Rhythmic Similarity
12:44 AM 3/15/2007, by Shi Yong
Annotated Bibliography
Foote, J. and S. Uchihashi. 2001. The Beat Spectrum: A New Approach to Rhythm Analysis. In Proceedings of the International Conference on Multimedia and Expo.
This paper present two measures, the beat spectrum and beat spectrogram that can characterize the rhythm and tempo of music. Feature vectors are extracted from overlapped windows, and then the 2-D similarity matrix is constructed by the all pairwise combinations of feature vectors. The beat spectrum is derived by computing the diagonal sums or autocorrelation of similarity matrix. The beat spectrogram is used to visualize the variation of beat spectrum over time. The rhythmic similarity can be measured by comparing the beat spectra.
Foote, J., M. Cooper and U. Nam. 2002. Audio Retrieval by Rhythmic Similarity. In Proceedings of the 3rd International Symposium on Musical Information Retrieval.
This paper is based on the paper of the same author in 2002. It presents ways to measure the rhythmic similarity quantitatively. The beat spectra, as 1-dimensional functions of lag time, are truncated to L-dimensional vectors, and then distance can be measured between any two beat spectra. Three different distance functions are evaluated, namely Euclidean Distance, Cosine Distance, and Fourier Beat Spectral Coefficients. The result shows the latter two functions outperform the simple Euclidean Distance.
Paulus, J., and A. Klapuri. 2002. Measuring the Similarity of Rhythmic Patterns. In Proceedings of the 3rd International Symposium on Musical Information Retrieval.
This article presented an automatic rhythmic pattern segmentation and rhythmic similarity measuring system. Pattern was estimated at tatum, tactus, and musical measure levels. For each pattern, acoustic features are extracted from a series of consecutive time frames. Three features, namely loudness, spectral centroid, and MFCCs were tested. Dynamic Time Warping was used to match feature vectors with different lengths, and a similarity measure was obtained by comparing feature vectors of two patterns. The result shows the spectral centroid weighted by loudness is the best performing feature. A 67% correct rate of 365 pieces for tactus periods and a 77% correct rate of 141 pieces for musical measure lengths were reported.
Dixon, S., F. Gouyon, and G.Widmer. 2004. Towards Characterisation of Music via Rhythmic Patterns. In Proceedings of the International Conference on Music Information Retrieval.
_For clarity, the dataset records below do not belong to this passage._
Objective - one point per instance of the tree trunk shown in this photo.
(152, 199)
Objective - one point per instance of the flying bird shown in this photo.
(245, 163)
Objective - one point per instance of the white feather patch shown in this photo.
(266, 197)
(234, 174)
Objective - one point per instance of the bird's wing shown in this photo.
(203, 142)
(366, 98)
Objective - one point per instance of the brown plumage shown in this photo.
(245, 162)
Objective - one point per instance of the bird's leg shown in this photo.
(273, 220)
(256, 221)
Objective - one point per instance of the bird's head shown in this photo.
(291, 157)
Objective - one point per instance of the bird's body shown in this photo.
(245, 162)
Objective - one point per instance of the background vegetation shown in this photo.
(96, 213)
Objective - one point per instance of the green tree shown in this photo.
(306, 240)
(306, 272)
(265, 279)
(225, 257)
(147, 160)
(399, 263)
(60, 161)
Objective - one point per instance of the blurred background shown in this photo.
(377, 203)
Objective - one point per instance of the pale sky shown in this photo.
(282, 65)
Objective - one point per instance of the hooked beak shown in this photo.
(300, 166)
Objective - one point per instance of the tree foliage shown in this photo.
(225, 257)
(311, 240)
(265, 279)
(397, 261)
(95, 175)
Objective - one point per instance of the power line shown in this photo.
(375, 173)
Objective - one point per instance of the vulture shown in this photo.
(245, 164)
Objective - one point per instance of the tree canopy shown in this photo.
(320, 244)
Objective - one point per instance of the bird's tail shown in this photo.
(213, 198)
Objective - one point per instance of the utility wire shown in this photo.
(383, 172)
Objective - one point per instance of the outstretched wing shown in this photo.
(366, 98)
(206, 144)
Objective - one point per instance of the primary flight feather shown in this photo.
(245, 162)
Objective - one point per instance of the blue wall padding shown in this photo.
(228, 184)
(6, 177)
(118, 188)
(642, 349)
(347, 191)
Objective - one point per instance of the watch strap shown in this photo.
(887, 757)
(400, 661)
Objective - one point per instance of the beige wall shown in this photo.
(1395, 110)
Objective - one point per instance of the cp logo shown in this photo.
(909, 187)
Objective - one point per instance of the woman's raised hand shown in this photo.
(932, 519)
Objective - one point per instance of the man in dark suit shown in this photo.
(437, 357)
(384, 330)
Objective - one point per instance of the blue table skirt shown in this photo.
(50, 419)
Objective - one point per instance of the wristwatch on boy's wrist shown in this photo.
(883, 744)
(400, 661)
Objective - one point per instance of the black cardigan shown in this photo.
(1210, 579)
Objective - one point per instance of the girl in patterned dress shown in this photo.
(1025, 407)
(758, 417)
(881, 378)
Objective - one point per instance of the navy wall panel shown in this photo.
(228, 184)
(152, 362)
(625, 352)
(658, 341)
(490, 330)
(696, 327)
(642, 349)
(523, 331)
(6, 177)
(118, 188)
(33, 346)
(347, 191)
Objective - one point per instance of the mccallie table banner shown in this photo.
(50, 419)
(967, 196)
In this article, Dixon presented a feature based on temporal energy, the Typical Bar-length Rhythmic Pattern, and its usefulness in genre classification task for ballroom dance music. It was reported that 50% classification rate (the baseline is 16%) was achieved by using the rhythmic pattern feature alone, 84% by using together with other automatically computed features (derived from rhythmic patterns or audio data), and 96% by using measured tempo.